Elrach menggeleng seraya memejamkan matanya, ia tidak tahu kenapa otaknya berpikir yang tidak-tidak dari tadi. Elrach melirik Olivia yang masih menatap ke arahnya, senyuman Elrach terbentuk. Mungkin kali ini ia mengaku jika senyuman itu terjadi karena sedikit ada paksaan. Tidak benar-benar tulus karena Elrach merasa agak canggung.
"Tenang aja, gue bukan cenayang."
Elrach menoleh cepat, pikirannya semakin bingung karena Olivia lagi-lagi menyeletuk sesuai apa yang sedang ada di otak Elrach. Cowok itu hanya bisa memberi respons ringisan kecil dan mengangguk.
"Lo balik malam ini, kan?" Olivia menatap Elrach, kali ini tubuhnya menyorong ke arah cowok itu.
Elrach tersenyum lagi, "gue kok dengernya lo ngomong kayak ngusir gue sih?"
Olivia terkekeh pelan, "lo-nya aja yang mikirnya gitu." Perkataan Olivia dibalas tinjuan kecil yang Elrach layangkan mengenai bahu cewek itu.
"Iya, gue pulang malam ini kok. Setengah jam lagi mungkin." Olivia mengangguk mengerti setelah mendengar ucapan Elrach.

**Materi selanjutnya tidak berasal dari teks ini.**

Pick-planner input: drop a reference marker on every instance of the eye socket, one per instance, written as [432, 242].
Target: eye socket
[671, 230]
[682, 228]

"Lo kenapa dari siang ngurung di kamar mulu? Sedih lo? Atau marah sama gue karena hari ini gue bakal balik?" ujar Elrach, memberondong pertanyaan.
Olivia mendecak, namun ia masih tetap menjawab. "Sejak kapan lo jadi percaya diri banget?"
Elrach menjawab cepat, "jujur Liv, lo kenapa? Dari tadi sore kelihatannya cemberut gitu. Well, apa cuma gara-gara seragam lo ini basah? Yaelah Liv, gitu aja kok cemberut sih. Tuh, lo bisa lihat sendiri, kan, kalo seragam lo udah kering lagi?"
"Lo lebih baik diem deh daripada ngoceh tapi nggak mutu kayak gitu." Tatapan Olivia semakin berubah sinis, ia memutar bola matanya jengah.
"Iya iya, baiknya sekarang lo makan dulu. Nggak kasihan apa sama nyokap lo, udah masak enak-enak malah lo sia-siain nggak jelas gini."
Olivia berkacak pinggang, "udah ceramahnya pak?"
"Belum."
Kembali Olivia berdesis, "sekarang keluar aja lo sana, siapin keperluan lo barangkali ada barang yang ketinggalan. Sebel gue lama-lama sama lo."
Diam-diam sudut bibir Elrach naik, ia lebih suka Olivia yang seperti ini. Marah-marah kepadanya, entahlah. Itu lebih baik daripada cewek itu merenung dalam kesunyian. Elrach benar-benar tidak suka.
"Iya iya, gue pergi sekarang. Jangan lupa makan. Oh ya, satu lagi. Lo jangan lupa mandi, permintaan kedua ini harus lo lakuin. Ya kali gue mau pulang penampilan lo jelek gini, otomatis gue sama bokap bakal peluk lo, kan? Pokoknya gue nggak mau lo bau jigong."
Satu tinjuan kuat seketika mendarat mulus di perut. Elrach mengaduh sakit memekik menahan rasa mual yang tiba-tiba hadir. Sebelum kekesalan Olivia bertambah memuncak, Elrach memilih menghindar.